As various space probes have reported during 2016 on possible sites in the solar system where it might be profitable to look for extra-terrestrial microorganisms, Beijerinck’s research echoes down the years.

His interest was caught by speculation in 19th century scientific journals that life could have come to Earth in comets. When Professor Onnes of Leiden demonstrated his new equipment for turning gases into liquids, Beijerinck saw an opportunity to test what sort of living cells, if any, could survive such low temperatures. He took a collection of organisms whose behaviour he knew well (bacteria, yeasts, algae and fungi) to Leiden, and froze them in liquid nitrogen (-196°C) or hydrogen (-253°C) for different times and then checked to see if they were still alive and behaving as expected. Some microorganisms could indeed survive the temperatures of space. These were the bacteria, green algae and some yeasts and fungi that were able to make resistant survival forms caused spores. Yeasts that could not make spores and other more complex cells died. Again, he published his results and turned to other research.

Over 100 years later, liquid nitrogen is routinely used to store all sorts of biological material including bacteria and spermatozoa. More complex cells can survive the extreme cold if protective chemicals such as glycerol are added.

Oxygen and photosynthesis

Now that so many libraries have allowed their historic collections to be scanned and made available online, it is possible to find and read original publications. It is notable that back then scientists argued as much as we do today, and researchers had similar trouble persuading colleagues to accept new ideas. This happened when it was first proposed in the early 19th century that oxygen was produced by photosynthesis using light. In the days before electricity they showed the presence or absence of oxygen in a container by testing whether a candle could burn or a mouse could live, and it was hard to prove oxygen production. Beijerinck designed a characteristically simple set of experiments which proved the point.

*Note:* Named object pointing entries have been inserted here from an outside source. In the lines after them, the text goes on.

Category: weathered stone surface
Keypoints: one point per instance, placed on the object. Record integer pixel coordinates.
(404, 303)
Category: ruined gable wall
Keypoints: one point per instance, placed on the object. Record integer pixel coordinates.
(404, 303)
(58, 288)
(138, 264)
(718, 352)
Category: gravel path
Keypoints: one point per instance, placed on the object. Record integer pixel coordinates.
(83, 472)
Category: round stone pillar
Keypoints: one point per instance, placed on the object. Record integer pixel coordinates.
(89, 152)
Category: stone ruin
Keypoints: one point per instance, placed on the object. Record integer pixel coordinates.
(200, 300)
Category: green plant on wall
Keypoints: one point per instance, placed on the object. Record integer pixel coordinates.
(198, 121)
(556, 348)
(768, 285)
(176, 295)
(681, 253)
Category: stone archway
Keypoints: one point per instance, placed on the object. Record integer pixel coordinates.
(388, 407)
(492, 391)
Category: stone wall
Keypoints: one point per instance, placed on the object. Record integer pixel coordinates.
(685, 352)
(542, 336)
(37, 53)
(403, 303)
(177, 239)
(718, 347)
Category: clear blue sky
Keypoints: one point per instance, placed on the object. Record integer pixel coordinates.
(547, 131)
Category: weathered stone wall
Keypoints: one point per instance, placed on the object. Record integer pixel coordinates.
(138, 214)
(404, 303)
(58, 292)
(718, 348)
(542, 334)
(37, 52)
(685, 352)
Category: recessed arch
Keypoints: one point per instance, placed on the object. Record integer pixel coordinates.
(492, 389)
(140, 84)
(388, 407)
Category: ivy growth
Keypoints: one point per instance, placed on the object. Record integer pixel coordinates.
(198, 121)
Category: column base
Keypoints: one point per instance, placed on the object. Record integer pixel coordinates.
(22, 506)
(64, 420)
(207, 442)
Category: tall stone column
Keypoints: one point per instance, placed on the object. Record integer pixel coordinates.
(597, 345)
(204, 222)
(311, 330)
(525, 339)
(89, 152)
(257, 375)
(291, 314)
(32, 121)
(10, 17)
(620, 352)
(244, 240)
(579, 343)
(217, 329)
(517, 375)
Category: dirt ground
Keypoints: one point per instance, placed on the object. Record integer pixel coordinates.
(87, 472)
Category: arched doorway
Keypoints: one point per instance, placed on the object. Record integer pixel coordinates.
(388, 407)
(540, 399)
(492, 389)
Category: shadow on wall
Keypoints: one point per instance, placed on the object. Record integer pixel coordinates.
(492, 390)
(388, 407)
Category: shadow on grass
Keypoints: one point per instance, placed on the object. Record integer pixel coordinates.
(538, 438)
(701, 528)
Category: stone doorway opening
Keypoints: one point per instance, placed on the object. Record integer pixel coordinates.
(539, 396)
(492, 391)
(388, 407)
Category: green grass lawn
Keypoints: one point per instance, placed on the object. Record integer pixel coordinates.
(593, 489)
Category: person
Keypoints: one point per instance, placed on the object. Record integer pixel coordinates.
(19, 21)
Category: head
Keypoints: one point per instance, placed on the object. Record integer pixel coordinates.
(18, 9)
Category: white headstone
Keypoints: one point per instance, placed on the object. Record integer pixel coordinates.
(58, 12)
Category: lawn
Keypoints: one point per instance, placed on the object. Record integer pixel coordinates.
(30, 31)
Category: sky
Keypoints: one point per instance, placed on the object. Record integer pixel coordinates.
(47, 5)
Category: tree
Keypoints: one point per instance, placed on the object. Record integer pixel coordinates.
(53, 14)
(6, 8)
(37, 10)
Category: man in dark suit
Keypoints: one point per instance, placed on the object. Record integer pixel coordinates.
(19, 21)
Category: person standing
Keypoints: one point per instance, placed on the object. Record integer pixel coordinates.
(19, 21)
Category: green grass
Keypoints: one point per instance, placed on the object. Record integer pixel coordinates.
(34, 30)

There are bacteria, mostly in seawater and on the skins of marine fish, which produce their own light as long as they have enough oxygen and nutrients. Beijerinck grew them in liquid with and without seaweed leaves and then, when they were glowing brightly, put the cultures into a dark room without shaking them. When the oxygen ran out, the bacteria stopped producing light. If he then allowed light to reach the cultures, light production resumed in the presence of seaweed leaves, but not otherwise. The bacteria were getting oxygen from photosynthesis by the leaves.

Methods that are still in use today

Like Van Leeuwenhoek before him, Beijerinck investigated anything that caught his interest. He was the first to identify many different microorganisms and to devise methods still in use today. His collected research papers fill 6 books, too many to discuss here. Hopefully the examples presented above have allowed the reader to appreciate how the simplicity of his approach produced clear answers to difficult questions without modern laboratory equipment or, for much of his time, electricity.